Monday, June 30, 2008

feelin' all your love

Thank you all so much for the comments! They filled my heart and had me feel all your love.

So far I am making it through...actually this place is funny if nothing, Since my last post I have discovered that the Zen-beings here are just like you and me. They gossip, fight, natter, and be slack asses at times. I guess it is true, we are all one. Oh yeah they cook using sugar (I pass on it though) and go into town for coffe and drinks...again I am passing.
A lot of them are additicted to ice cream and they go to town for that as well. Again not me.

However, the sits are BRUTAL...(my back is in pain) three times a day morning noon and dinner...but I can see the value I them in only five short ( long for me) days. The world shouls STOP three times a day...way more productive.

Guess what?.. I got another roommate yesterday and she is from SEATTLE!!!!!! Can I manifest or what. She is only here for a week but I'll take it. She drove here and I have to admit that it did cross my mind to catch a ride home with her, but I am not going to do it.

The one thing I am freaking out on is all the granola ways here. I mean they are seriously anti- fashion. I have had to have so many conversations explaning that a pedicure is good hygiene NOT a luxury. This place is really dirty too...(not the kitchen so much...thank GOD).
Until my Seattle buddy got here I was the only one with toe nail polish. Yikes!....this has for sure cured me of my slack ass sweat pants ways. Just not attractive.

The monks freaked out at how well and how quickly I can clean...I credited having had an Italian mother. They had to think up jobs for me to do cause I was finishing my assisgments in half of the time. The rest of the crew has since come to me and ask me to slow down. "nuff said I get the game now. It made me realize though that our business AND personal standards are really high. As a family we might benefit from dialing some things down a notch or two. It has also made me realize how hard I am on myself and my family, (sorry guys).

I spend a lot of time watching the "movie" here...it has become my entertainment. Lot's of Europeans here..and some of them I am really grateful they have choosen the Zen path 'cause they look mean and hard.

All in all though I have to say that I have learned somethings in the past five days. I am excitied to see who I will be when I leave here.

On a more sparkly note, I went into Santa Fe last night for some sushi (Zen kitchen was closed)
and peeped out some glittery things in the shop windows. I can't wait to do some shopping as I now know that I could live without my glitter and sparkels but why in Buddah's name would I want to?
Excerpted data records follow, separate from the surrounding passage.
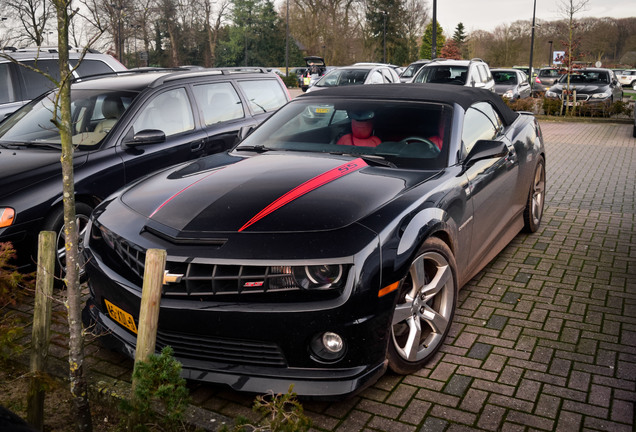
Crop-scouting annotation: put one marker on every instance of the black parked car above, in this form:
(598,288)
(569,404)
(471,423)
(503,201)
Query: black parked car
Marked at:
(124,127)
(295,259)
(18,84)
(596,89)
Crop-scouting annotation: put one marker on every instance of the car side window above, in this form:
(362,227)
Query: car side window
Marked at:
(219,102)
(483,74)
(376,78)
(474,76)
(90,67)
(7,86)
(34,82)
(263,95)
(477,126)
(388,78)
(169,112)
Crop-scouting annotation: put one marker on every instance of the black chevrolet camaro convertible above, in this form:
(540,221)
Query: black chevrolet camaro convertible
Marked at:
(330,244)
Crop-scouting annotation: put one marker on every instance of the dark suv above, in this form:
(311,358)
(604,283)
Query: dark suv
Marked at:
(124,127)
(18,85)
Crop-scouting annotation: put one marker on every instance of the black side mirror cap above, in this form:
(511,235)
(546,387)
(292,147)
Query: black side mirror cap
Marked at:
(245,131)
(146,136)
(486,149)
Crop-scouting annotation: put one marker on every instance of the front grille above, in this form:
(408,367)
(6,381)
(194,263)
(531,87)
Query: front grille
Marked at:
(215,279)
(579,97)
(222,350)
(213,282)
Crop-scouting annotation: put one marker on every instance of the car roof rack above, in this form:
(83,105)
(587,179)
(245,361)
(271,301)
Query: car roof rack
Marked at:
(177,73)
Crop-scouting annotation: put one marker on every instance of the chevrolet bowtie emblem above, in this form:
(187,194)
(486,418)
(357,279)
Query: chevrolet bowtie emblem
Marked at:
(171,278)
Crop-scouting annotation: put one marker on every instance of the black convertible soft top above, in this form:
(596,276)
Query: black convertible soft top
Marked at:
(444,93)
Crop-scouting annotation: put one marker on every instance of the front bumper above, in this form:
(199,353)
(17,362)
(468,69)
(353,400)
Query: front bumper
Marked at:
(248,347)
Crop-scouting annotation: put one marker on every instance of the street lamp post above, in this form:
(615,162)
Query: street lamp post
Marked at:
(287,41)
(434,41)
(534,11)
(385,13)
(120,42)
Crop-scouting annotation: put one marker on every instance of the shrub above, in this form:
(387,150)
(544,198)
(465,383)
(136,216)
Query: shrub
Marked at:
(551,106)
(526,104)
(159,388)
(12,289)
(281,413)
(291,80)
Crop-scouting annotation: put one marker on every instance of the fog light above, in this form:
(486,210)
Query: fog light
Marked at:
(328,347)
(332,342)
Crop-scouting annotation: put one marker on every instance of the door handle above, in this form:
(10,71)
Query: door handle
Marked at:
(196,146)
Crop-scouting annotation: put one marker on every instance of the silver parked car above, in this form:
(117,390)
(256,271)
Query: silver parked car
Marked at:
(357,75)
(469,73)
(511,84)
(18,85)
(627,78)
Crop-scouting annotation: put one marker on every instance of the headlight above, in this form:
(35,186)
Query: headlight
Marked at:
(318,276)
(603,95)
(7,215)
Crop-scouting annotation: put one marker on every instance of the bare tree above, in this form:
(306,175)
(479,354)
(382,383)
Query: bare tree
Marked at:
(212,30)
(33,16)
(414,23)
(62,120)
(569,8)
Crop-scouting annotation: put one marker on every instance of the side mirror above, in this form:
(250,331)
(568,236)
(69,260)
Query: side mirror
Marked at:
(146,136)
(486,149)
(245,131)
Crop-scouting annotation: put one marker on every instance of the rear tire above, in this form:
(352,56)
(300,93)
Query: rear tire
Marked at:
(533,213)
(55,223)
(425,308)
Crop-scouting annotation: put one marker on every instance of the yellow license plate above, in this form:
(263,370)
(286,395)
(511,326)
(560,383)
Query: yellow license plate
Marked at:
(121,316)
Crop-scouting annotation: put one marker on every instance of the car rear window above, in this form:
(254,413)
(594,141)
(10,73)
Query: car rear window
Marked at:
(7,86)
(263,95)
(34,82)
(219,102)
(91,67)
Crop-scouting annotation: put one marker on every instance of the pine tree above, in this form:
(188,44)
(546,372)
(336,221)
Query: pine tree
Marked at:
(427,41)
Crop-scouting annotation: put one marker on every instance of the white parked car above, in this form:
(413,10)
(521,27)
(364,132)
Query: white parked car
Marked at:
(627,78)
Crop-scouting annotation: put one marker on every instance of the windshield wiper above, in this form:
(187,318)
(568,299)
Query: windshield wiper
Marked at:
(256,148)
(380,160)
(42,145)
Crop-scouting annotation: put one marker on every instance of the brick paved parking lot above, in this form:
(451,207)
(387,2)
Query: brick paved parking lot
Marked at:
(544,338)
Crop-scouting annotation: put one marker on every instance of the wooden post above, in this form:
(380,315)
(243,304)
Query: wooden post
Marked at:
(149,311)
(41,332)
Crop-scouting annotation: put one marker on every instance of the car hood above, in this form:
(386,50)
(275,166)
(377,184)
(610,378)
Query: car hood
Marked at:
(273,192)
(581,88)
(23,167)
(502,88)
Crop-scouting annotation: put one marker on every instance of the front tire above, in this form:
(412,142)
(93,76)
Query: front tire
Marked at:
(425,308)
(533,212)
(55,223)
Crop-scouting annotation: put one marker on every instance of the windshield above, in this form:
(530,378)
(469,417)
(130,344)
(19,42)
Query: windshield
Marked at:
(393,133)
(504,77)
(93,114)
(442,75)
(342,77)
(586,77)
(412,70)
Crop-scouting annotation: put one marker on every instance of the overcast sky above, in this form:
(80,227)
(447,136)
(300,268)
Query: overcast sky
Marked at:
(488,14)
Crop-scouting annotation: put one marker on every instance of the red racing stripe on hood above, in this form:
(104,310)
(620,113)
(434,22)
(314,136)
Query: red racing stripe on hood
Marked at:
(183,190)
(307,187)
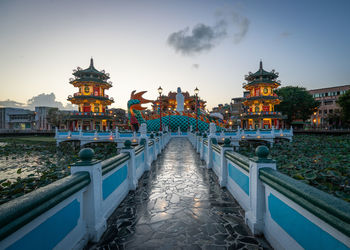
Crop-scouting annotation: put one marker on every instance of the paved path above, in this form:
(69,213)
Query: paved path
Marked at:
(178,205)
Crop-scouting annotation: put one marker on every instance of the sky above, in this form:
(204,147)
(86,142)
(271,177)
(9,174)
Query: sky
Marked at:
(209,44)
I never want to look like the starndard here...great if it works for them...think lots of fleece and even more Birkenstocks but I would rather light myself on fire as an offering than live so flat and dull...I can't wait to wear high heels again.

Santa Fe itself is like a huge Pioneer Square with alot more color. Lot's of Harley's...no helmet required. Cute shops but all in all not my taste and I could not live here.
It is a four mile round trip walk into town which I have been doing almost daily. One, for the exercise and two, to kill the time. The hills are giving my ass just the dose it needs....I can just feel those True Religions sliding right on.

Some things that are different about me now...
  • The other day I was walking along the garden path and a snake almost walked over my flip-flop wearin' foot. I nearly passed out, but again I just breathed my way through it without screaming or running for the city.
  • I eat plain yoguart now and I like it.
  • I drink water and green tea all day.
  • I am being with discomfort without complaining.
What will never change though is that I still tweeze my eyebrows almost daily and I am not giving up my nail polish...not even for Buddah.

Okay to Roderick...thanks for the post and the acnowledgement it meant a lot to read that and brought tears to my eyes. I am really happy you are Nik's best friend. Stay on your journey, for that is the path to freedom.

To Nik,
I sit daily with you in my heart for your life and for our relationship. It is my hope that time spent with each other when I get home will be time spent wisely for both of us. I love you.

To Nino...thanks for taking care of my little girl and for checkin' on the hotel room for me. I love you too.

To Bruno...your a slack ass for not posting to me, but I still love you.

To Autumn and Trystan...I love you both and I beleive that it is on your prayers and wings that I am resting...and being carried thru as this is not easy. Thank you.

To my dad...You are going to win the bet..I am okay and this was the right thing to do. Thanks for betting on me, I love you.

To my brother..you are going to loose the bet..and you should be the next family member to retreat here. I say that cause I love you more than you know.

To my husband...words could NEVER express how much I miss and love you... I am so lucky to be your wife.

To everyone asking and thinking and praying for me thank you from the bottom of my heart. When I get home I am throwing a HUGE ASS PARTY to show my appreciation.

Big Smooch to all of you...wear soemthing glittery today in my honor!!!! Besides it brightens the world.